Hande Subaşı 2005 yılında güzellik kraliçesi tacını taktıktan sonra oyunculuğa başlayanlardan. Rol aldığı birçok dizi ve sinema filminde sadece güzel değil aynı zamanda yetenekli olduğunu da kısa zamanda kanıtladı. Son dönemde söylediği şarkılarla "Sesi de güzelmiş" dedirtti. Daha önce üç komedi oyunuyla tiyatro sahnesinde boy gösteren Subaşı bu kez ödüllü yazar Murat Mahmutyazıcıoğlu'nun kaleminden çıkan Sevmekten Öldü Desinler adlı müzikli oyunla seyirci karşısına çıkıyor. Yönetmen koltuğunda Ebru Kara'nın oturduğu Hakan Bilgin, Bülent Alkış, Serdar Yeğin, Canan Atalay ve Ceren Taşçı ile aynı sahneyi paylaşan Subaşı oyunda Gönül adında şarkıcı olmak isteyen bir kıza hayat veriyor.
- Bu oyunda rol almayı neden istediniz? Nesi cazip geldi?

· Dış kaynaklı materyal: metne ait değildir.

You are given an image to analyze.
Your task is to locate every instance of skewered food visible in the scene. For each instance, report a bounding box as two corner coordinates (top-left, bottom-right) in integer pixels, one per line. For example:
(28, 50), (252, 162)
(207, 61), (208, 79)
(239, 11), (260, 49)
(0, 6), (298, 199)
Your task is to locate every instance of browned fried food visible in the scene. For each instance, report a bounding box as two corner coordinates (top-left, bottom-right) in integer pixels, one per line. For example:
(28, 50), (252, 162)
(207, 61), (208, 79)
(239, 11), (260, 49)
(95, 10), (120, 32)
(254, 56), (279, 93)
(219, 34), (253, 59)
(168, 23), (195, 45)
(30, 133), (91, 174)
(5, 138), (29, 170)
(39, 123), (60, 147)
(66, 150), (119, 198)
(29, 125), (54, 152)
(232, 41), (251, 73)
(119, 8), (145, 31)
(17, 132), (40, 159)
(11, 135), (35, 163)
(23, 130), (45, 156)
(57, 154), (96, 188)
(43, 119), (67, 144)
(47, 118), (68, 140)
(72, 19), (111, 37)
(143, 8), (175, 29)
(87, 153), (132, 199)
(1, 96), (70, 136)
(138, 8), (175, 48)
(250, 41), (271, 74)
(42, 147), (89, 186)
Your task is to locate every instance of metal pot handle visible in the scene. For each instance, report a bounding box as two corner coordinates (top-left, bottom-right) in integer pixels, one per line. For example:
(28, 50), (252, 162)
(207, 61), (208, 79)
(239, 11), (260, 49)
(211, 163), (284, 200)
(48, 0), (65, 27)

- Son birkaç yıldır tiyatronun tadını aldığım için bu yıl da yeni bir oyun olsun istiyordum. Böyle bir teklif gelince hayır diyemedim. Benim için en cazip gelen tarafı müzikli olmasıydı. Şarkı söylemeyi çok seviyorum. Son bir yıldır da bir otelde sahne alıyorum. Tiyatro sahnesinde şarkı söyleyecek olmak da benim için çok cazip oldu.
- Murat Mahmutyazıcıoğlu'nun yazdığı bir metin. Nasıl bir hikâye?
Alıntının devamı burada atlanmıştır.